60x storage consumtion spike in Azure ADLS Gen2 within 10 days


The storage consumption on our ADLS Gen2 rose from 5 TB to 314 TB within 10 days and has maintained steady since then. It has just 2 containers:- $logs container and a container with all directories for data storage. The $logs container looks empty. I have tried looking at Folder Statistics in Azure Storage Explorer on the other container and it does not seem any of the directories is big enough.
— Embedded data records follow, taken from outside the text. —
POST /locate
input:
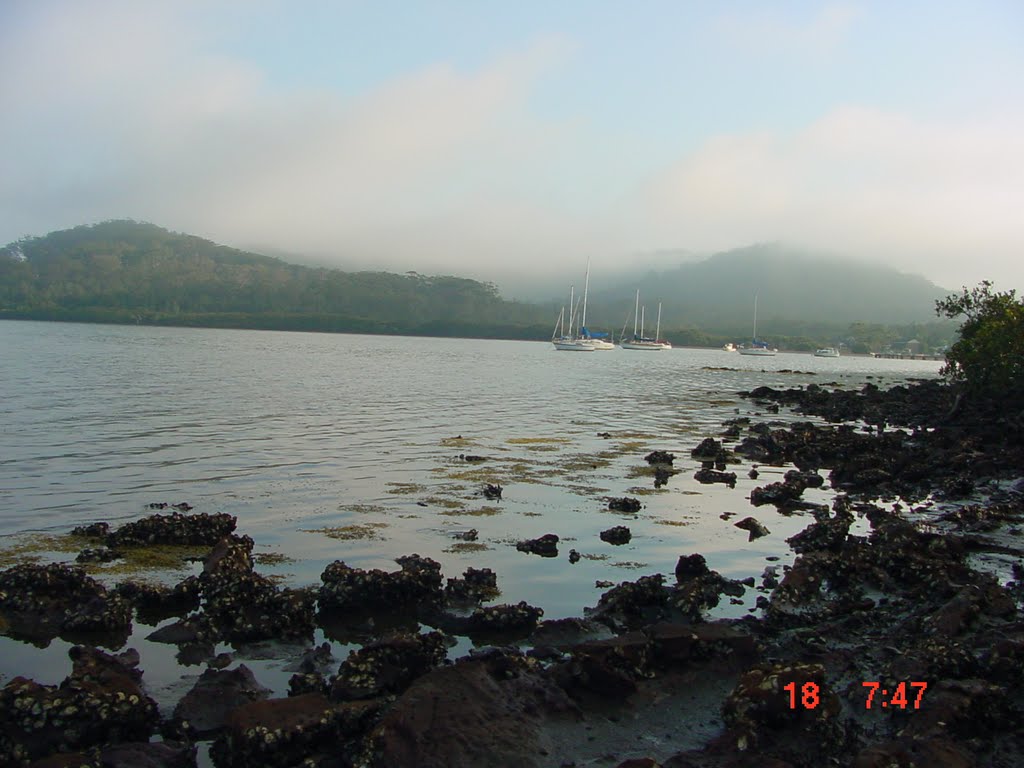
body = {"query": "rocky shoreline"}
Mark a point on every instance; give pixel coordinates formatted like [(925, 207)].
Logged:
[(893, 648)]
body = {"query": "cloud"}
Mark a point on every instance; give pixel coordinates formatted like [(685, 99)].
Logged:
[(938, 198), (769, 32), (123, 112)]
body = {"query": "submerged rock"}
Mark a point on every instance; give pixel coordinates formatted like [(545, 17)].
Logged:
[(625, 504), (99, 702), (347, 589), (545, 546), (204, 710), (617, 535)]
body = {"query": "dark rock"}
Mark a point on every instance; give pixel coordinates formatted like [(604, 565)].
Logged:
[(475, 586), (92, 530), (346, 589), (506, 621), (545, 546), (659, 457), (388, 666), (99, 702), (215, 694), (617, 535), (487, 712), (202, 529), (755, 527), (625, 504), (709, 476), (157, 602), (689, 566), (288, 731), (42, 601)]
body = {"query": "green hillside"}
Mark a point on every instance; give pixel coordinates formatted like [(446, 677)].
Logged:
[(128, 271), (133, 271)]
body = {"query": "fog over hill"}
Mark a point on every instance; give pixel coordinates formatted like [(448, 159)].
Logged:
[(718, 291), (132, 270)]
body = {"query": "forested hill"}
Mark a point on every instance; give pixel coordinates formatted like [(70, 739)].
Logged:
[(131, 271), (128, 271)]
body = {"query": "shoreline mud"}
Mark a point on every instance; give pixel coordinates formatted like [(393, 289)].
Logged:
[(891, 648)]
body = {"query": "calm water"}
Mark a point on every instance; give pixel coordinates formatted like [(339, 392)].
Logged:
[(297, 432)]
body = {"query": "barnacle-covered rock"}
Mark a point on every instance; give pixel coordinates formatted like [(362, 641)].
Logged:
[(43, 601), (240, 605), (387, 666), (707, 476), (98, 554), (755, 527), (545, 546), (659, 457), (485, 711), (799, 721), (624, 504), (505, 620), (417, 584), (203, 528), (157, 602), (285, 732), (100, 701), (616, 535), (476, 585)]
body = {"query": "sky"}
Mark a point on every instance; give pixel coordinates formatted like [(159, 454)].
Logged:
[(478, 138)]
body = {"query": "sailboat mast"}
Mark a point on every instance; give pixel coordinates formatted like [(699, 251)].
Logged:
[(586, 289), (571, 308)]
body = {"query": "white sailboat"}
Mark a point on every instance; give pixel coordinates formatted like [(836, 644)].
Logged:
[(759, 348), (568, 342), (586, 335), (639, 341)]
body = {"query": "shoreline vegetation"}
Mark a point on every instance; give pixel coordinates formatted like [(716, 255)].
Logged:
[(903, 646)]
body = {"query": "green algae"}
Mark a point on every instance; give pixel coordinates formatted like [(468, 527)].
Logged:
[(406, 488), (466, 548), (363, 509), (350, 532), (478, 512)]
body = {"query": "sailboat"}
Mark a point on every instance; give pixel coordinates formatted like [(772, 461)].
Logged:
[(567, 342), (599, 340), (639, 341), (759, 348)]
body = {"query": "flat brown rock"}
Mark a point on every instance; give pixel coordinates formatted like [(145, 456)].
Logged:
[(472, 714)]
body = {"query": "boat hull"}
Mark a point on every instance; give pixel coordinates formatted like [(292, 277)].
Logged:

Interestingly, one of the directories was running the Folder Statistics for few hours so I cancelled it. On cancellation, partial result showed 200+ TB and 88k+ blobs in it. I did a visual inspection of the directory and there were just a handful of blobs that would barely sum up to 1 GB. This directory had been present for months without issue. Regardless, I deleted this directory and checked the storage consumption after a few hours but could not see any change. Snap showing 200 TB+ on the partial result of Folder Statistic

This brings to questions:-

  1. If I cancel an ongoing Folder Statistic, could it show an incorrect partial result (in the above case it showed 200TB whereas it looked barely 1 GB in reality)? I have done it on previous occasions but even the partial stats seemed feasible.
  2. Could there be hidden blobs in ADLS Gen2 that might not show up on visual inspection? (I have Read, Write, Delete access if that matters)
  3. I have run Folder Statistic on Azure Storage Explorer for all folders individually. But is there a better way to get the storage consumption at one go (at least classified for directory and their sub-directory level - I suppose blob level would be overkill but whatever works). I have access to Databricks with mount point to this container and can create a cluster with the required runtime if such code is specific to one.

For reference:- 60x_StorageSpike_Within10Days


Solution

  • Update: We found the cause of the increase. It was, in fact, a few copy activities created by our team. Interestingly, when we deleted it, it took about 48 hrs before the storage graph actually started going down although the files disappeared immediately. This was not a delay in re4freshing the consumption graph, rather it actually took that time before we saw expected sharp dip in storage. We raised a Microsoft case and they confirmed that such an amount of data can take time to actually delete in the background.